God is able to make all things new! Yet, he does it through overcoming....not through denial or obliteration. David’s family will be an example of this as we move forward through the family portion of this series.
So, remembering properly is not scrubbing. It’s remembering the truth but not giving the past undue control over us. Also, remembering proper is salvific. Huh? Salvific in the sense that our messed up family systems, and our messed up selves, should point us to the truth of just how desperately we need a savior. We cannot possibly overcome all of this alone, we need God, we need Jesus to help us. This is where David shines. He routinely turns to God to give thanks, to plead for help, to confess. So should we!
David’s regret is held in check by his knowledge of the God of mercy, who is the only path to overcoming a past like David’s without resorting to sentimental lies or faulty obliteration.
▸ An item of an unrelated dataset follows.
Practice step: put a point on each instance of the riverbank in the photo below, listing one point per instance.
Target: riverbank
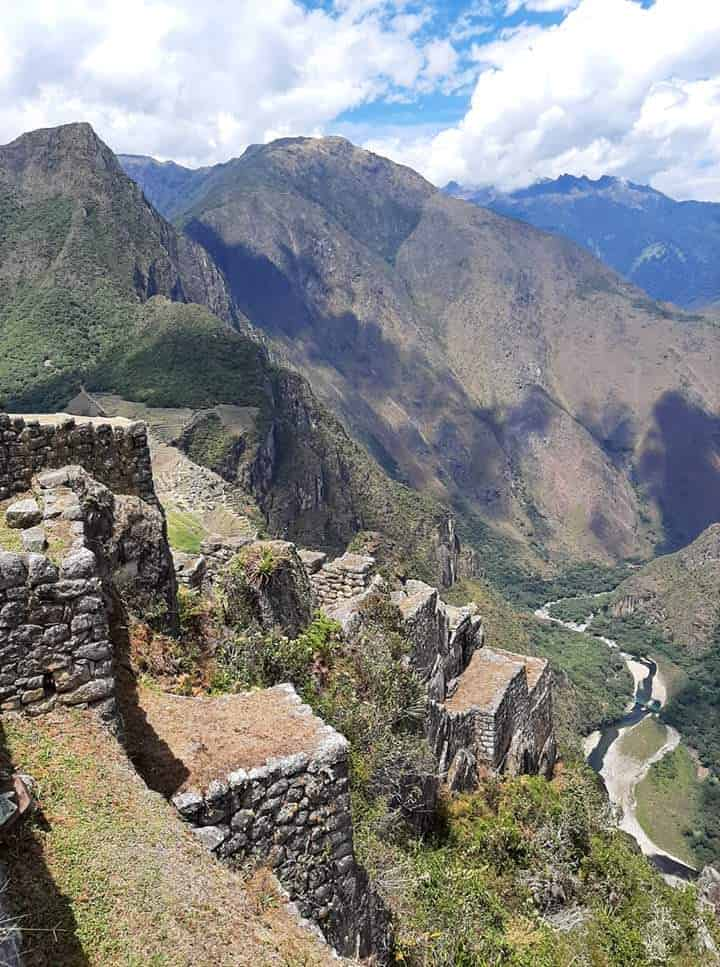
(624, 763)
Remembering properly is not scrubbing and sentimental but sincere and salvific.

Empower

Rev. Pinches tells a story of a mission trip to Africa and the impact of his very American attitude, and what he learned from it. In America, we tend to think of the family like a project…we can plan, execute, complete, improve. I see stuff on social media and in advertising every day in this vein. Yet, after all these years, we still have trouble. The family is not a project…it’s bound to fail if we approach it this way. The family is where, from the beginning of time, men and women have been taught about the limits of their powers. We can really benefit by lowering our expectations and raising our praise.
On this mission trip, they were installing clean water systems. Pinches found himself, by old habit, expecting things to unfold as they had been planned. As they were EXPECTED to happen. When things didn’t happen as expected, what happened? Hey/they were disappointed. Expectations always create the opportunity for disappointment. The Africans, on the other hand, greeted each day not with expectations but with thankfulness. Whatever happened, they were thankful. They lived much more in the moment, with more joy.
Charles’s world, and our world often times, is made up of our own wishes, our own desires, whereas their world is one where they’ve been placed by a gracious God.
Don’t fall victim to the tyranny of self-desire! If we don’t, we’re more likely to see the blessings of our families without the lies of sentimentality or obliteration.
We’ll look more at how David worked through this in weeks to come.